Trotzdem kann auch für viele junge Westdeutsche, die 1989 vor dem Fernseher in Reutlingen angesichts ihrer mauersprengenden Landsleute mitweinten, jene Revolution identitätsstiftend werden. Denn viele erlebten danach ihren Osten, studierten hier, feierten Partys in verfallenen Hinterhöfen, reisten bis in die Ukraine, machten schließlich Karriere an Universitäten, in Unternehmen, Verwaltung oder Politik; vielleicht allzu rasch als „Generation Berlin“ rubriziert. In ihrem Buch „Aufgewacht! Mauer weg“ hat die westdeutsche Journalistin Susanne Leinemann vor einiger Zeit diese westliche Osterfahrung geschildert. Natürlich ist die Tabula-rasa-Prägung junger Ostdeutscher um ein vielfaches größer. Doch auch viele Westdeutsche sind im Osten auf ungeahnte Möglichkeitsräume gestoßen, die ihnen in den langweiligen, auf ewig vorgezeichneten Kontinuitätslinien der späten Bundesrepublik entgangen wären. Auch für sie wurde 1989 zum Wendepunkt von Lebenswegen. Eine gemeinsame „Schicksalslage“ (Helmut Schelsky) für Ost und West ist damit zumindest für diejenigen denkbar, die 1989 als prägendes Ereignis in jungen Jahren erlebt haben.

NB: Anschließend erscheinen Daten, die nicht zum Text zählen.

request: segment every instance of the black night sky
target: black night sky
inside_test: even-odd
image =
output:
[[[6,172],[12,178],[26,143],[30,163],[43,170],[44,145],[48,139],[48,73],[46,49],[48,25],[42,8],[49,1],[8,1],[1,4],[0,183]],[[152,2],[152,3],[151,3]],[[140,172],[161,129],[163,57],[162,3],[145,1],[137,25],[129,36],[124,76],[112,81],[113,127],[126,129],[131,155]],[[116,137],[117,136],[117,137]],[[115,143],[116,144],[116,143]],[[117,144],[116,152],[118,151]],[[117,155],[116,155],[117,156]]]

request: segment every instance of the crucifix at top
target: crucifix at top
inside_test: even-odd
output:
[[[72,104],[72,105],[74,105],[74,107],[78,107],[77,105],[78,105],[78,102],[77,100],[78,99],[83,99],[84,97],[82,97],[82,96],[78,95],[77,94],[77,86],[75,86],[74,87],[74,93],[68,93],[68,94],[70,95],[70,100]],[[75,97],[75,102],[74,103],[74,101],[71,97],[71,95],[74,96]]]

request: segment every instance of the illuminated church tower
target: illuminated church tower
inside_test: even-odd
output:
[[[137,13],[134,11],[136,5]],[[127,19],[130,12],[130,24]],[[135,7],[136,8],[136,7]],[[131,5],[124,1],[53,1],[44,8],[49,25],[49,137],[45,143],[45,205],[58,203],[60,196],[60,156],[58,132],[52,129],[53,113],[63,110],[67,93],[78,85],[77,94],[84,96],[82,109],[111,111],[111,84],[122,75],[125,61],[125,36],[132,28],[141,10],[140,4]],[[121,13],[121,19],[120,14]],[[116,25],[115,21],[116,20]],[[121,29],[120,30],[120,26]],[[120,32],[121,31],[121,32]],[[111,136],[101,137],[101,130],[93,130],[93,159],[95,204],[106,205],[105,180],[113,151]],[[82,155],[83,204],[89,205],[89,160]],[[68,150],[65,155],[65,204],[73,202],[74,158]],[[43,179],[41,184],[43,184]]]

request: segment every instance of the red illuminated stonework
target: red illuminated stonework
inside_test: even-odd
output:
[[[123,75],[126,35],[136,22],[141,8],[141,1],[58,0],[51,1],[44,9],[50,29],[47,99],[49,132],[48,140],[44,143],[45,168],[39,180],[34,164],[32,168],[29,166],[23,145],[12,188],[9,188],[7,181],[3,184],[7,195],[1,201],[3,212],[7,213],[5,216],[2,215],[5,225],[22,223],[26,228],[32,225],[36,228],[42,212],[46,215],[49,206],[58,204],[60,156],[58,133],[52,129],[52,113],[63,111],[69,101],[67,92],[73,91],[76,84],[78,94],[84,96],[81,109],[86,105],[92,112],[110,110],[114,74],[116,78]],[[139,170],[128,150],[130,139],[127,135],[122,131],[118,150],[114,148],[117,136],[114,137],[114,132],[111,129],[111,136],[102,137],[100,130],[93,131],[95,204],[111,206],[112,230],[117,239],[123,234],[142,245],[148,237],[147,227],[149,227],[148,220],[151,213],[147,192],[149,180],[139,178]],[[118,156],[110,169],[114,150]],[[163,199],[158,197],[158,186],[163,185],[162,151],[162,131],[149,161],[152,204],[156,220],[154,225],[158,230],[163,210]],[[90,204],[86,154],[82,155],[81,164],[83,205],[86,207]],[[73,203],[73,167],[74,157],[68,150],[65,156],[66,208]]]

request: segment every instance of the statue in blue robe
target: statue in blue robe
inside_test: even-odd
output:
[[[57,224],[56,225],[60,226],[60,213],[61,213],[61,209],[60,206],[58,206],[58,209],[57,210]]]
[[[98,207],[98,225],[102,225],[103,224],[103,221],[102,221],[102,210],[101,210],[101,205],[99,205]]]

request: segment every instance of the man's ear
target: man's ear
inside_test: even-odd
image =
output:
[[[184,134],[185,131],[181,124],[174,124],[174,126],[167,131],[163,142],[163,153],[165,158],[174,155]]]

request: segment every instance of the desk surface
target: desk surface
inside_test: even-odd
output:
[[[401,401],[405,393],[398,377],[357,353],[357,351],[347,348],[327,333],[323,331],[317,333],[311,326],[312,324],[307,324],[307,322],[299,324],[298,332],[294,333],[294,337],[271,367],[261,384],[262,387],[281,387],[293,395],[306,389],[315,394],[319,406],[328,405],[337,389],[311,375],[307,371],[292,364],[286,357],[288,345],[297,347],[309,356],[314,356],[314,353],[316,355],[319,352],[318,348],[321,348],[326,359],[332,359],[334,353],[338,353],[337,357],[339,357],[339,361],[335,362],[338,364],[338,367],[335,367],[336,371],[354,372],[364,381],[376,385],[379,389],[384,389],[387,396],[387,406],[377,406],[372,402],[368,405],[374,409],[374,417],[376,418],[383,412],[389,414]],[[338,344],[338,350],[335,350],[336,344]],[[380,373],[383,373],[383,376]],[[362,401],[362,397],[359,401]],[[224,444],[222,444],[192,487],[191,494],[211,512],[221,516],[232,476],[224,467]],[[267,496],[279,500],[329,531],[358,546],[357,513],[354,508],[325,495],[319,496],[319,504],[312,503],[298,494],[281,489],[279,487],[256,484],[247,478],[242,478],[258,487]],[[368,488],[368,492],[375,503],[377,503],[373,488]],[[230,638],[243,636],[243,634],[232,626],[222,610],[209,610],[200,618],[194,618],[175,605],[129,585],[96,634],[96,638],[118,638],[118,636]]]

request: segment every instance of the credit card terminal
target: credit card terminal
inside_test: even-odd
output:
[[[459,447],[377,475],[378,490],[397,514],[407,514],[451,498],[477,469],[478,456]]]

Noch allerdings herrscht eine seltsame Ignoranz gegenüber 1989. „Die Deutschen haben mit Revolutionen ... schlechte Erfahrungen gemacht“, behauptete jüngst beispielsweise der Bremer Historiker Paul Nolte, einer der eifrigsten Pack-an-Rhetoriker der vergangenen Jahre. Dabei ließen sich aus der glückhaften Revolution von 1989 jene ideell-emotionalen Ressourcen generieren, die der „Generation Reform“ (Nolte) so schmerzlich fehlen. Der Geist von 1989 bestand darin, das Schicksal in die eigenen Hände zu nehmen. Genau diese Mentalität sollte sich die jüngere politische Generation in Deutschland bei ihren Profilierungskämpfen gegen die Älteren zu eigen machen. Die „Generation Revolution“ könnte es damit mindestens so weit bringen wie ihre Vorgänger.
„Heute frage ich mich, warum es mir so vorkommt, als wachse die Bedeutung des Umbruchs von 1989/90 mit jedem Jahr“ – so beschrieb der ostdeutsche Schriftsteller Ingo Schulze kürzlich seine Stimmung. Es wäre gut für die Berliner Republik, wenn er Recht behielte.